RIEN N'EST OUBLIÉ
Évocation en creux, de vies en sursis
Synopsis du film
À Bangui, capitale de la Centrafrique, dans l’enceinte du musée national, les murs de la cour retracent des pages de l’histoire du pays et de la décolonisation. Mais une bonne partie des collections reste enfermée dans des caisses en bois. En ce pays instable, où le gouvernement se fait aider des Russes pour mâter les rebèles, chacun vient pourtant travailler dans cette grande maison coloniale, du conservateur à l’adminisatrateur. Quant au vieux gardien, sans le sou, il habite ici et tâche de survivre…

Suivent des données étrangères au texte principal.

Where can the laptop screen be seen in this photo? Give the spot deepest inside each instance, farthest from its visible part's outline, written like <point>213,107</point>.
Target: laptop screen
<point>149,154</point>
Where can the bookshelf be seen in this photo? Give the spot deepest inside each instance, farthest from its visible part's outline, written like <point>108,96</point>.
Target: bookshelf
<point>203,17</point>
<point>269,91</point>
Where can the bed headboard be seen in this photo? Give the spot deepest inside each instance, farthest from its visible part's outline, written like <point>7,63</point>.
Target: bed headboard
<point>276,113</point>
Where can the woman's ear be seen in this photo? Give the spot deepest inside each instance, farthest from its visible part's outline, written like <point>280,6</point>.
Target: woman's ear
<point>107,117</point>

Critique du film RIEN N'EST OUBLIÉ
Avec "Rien n'est oublié", documentaire qui se maintient dans l'enceinte du musée national à Bangui, capitale de la Centrafrique, c'est moins finalement la mémoire de la vie sous régime colonial, que le danger lié au pouvoir en place qui se révèle au fil des entretiens. La voix de la réalisatrice vient questionner en douceur, aussi bien le conservateur, l'administrateur, les employées, que le gardien, en réalisé SDF ayant élu domicile sur place. Avec pour fond récurrent des flashs informations alarmant à la radio, faisant état de combats face à des rebelles, dénonçant un article du New York Times visant les exactions des soldats de l'armée, ou avertissant de tentatives de déstabilisation... L'air de rien, ces nouvelles dirigées par le pouvoir en place viendront à l'appui de ce que révèle le film : l'absence de réelle liberté de parole et la position d'attentisme des populations.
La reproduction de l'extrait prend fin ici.